THE USE OF PRECONDITIONING FOR TRAINING SUPPORT VECTOR MACHINES

Diploma

ABSTRACT

Since the introduction of support vector machines (SVMs), much work has been done to make these machines more efficient in classification. In our work, we incorporated the preconditioned conjugate gradient method (PCG) with an adaptive constraint reduction method developed in 2007 [8, 9] to improve the efficiency of training the SVM when using an Interior-Point Method. As in [8, 9], we reduced the computational effort in assembling the matrix of normal equations by excluding unnecessary constraints. By using PCG and refactoring the preconditioner only when necessary, we also reduced the time to solve the system of normal equations. We also compared two methods to update the preconditioner. Both methods consider the two most recent diagonal matrices in the normal equations. The first method chooses the indices to be updated based on the difference between the diagonal elements while the second method chooses based on the ratio of these elements.

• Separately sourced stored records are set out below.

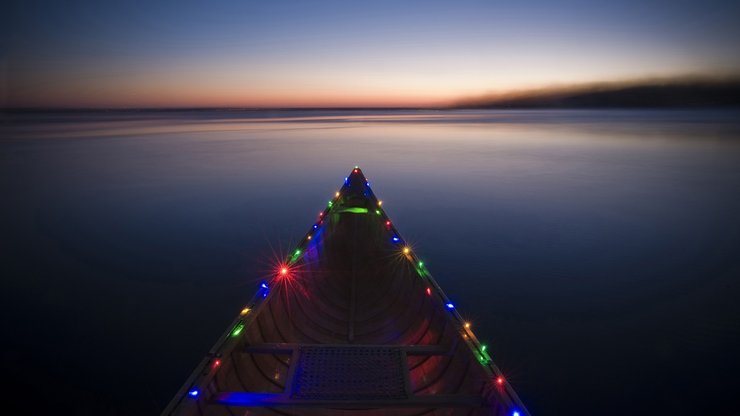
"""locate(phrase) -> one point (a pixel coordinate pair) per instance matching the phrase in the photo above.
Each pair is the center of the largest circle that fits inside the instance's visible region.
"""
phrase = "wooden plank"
(244, 399)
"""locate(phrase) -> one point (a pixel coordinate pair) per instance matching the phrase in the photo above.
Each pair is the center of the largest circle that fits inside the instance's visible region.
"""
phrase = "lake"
(596, 252)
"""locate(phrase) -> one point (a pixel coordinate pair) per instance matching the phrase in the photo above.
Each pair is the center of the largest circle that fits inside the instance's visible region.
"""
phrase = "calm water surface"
(596, 252)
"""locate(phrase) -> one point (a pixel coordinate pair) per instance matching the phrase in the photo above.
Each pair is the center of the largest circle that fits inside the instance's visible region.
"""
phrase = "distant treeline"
(658, 95)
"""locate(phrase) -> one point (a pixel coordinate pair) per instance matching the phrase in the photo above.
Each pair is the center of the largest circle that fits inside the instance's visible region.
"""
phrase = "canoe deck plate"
(349, 373)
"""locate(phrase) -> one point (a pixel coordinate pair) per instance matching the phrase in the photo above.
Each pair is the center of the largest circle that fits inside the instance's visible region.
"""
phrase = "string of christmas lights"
(477, 348)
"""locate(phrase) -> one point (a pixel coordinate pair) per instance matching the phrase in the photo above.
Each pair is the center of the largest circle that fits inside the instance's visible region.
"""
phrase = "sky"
(110, 54)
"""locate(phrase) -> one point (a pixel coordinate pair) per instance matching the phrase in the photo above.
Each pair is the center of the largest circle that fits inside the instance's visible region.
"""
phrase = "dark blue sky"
(165, 53)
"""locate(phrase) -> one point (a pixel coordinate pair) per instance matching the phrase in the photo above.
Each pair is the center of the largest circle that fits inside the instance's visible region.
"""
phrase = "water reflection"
(595, 251)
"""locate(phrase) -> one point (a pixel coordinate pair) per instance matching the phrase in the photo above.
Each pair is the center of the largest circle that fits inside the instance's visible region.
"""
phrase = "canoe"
(352, 322)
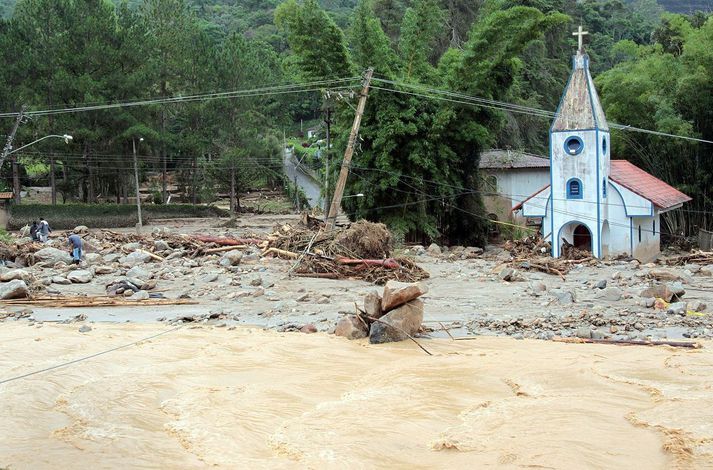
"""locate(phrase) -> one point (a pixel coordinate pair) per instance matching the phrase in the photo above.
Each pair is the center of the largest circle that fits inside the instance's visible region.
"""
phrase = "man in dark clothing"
(76, 242)
(33, 231)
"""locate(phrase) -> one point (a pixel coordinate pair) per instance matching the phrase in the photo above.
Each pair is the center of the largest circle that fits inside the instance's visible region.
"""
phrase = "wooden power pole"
(11, 137)
(342, 181)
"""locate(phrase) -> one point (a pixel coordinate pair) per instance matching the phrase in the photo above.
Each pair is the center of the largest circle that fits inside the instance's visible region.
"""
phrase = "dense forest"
(215, 87)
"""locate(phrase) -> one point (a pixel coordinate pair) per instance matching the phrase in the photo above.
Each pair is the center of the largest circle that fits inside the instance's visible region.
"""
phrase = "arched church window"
(574, 189)
(573, 145)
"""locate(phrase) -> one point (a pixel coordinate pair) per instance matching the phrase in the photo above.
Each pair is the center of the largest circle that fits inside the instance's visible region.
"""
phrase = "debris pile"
(394, 316)
(361, 251)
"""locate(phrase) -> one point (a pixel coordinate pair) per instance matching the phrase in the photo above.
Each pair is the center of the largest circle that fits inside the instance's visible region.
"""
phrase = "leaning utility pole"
(342, 181)
(11, 137)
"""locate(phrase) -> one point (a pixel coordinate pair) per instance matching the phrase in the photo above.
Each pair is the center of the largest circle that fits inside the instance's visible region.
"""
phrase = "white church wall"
(647, 243)
(619, 223)
(583, 166)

Promising numerical results for dense matrix problems are reported.

Introduction

A support vector machine (SVM) is a tool used to classify patterns. Several patterns with associated predetermined classification labels (positive or negative) are given as input. A SVM is trained by finding a hyperplane that separates the two classes of patterns. Once the training procedure is complete, the machine can be used to classify future patterns. A pattern is labeled as positive or negative depending on which side of the hyperplane it lies on. If there is a hyperplane that separates the positive patterns from the negative patterns, then the separating hyperplane can be found by solving a convex quadratic program (CQP).
Our work uses the Interior-Point Method (IPM) with adaptive constraint reduction developed in [8, 9] to find the hyperplane. During the reduction process, patterns that are farthest from the separating hyperplane are eliminated since they have no effect on training the SVM. We assume our problem can be modeled as a CQP and use primal-dual interior-point methods to find the best separating hyperplane. Our contribution is to use the preconditioned conjugate gradient method (PCG) to solve the normal equations problem at each step of the IPM. PCG solves a system of linear equations by using a preconditioner matrix that is chosen such that convergence to the “true” solution is rapid. The matrix of the normal equations is symmetric and positive definite. These equations are very useful because they determine our IPM step but involve fewer variables, which reduces the complexity of the computation. For PCG, we tested several preconditioners and found that using the Cholesky factorization of a previous normal equations matrix as a preconditioner significantly reduced computational time. We also applied a low-rank update to the preconditioner to try to improve efficiency.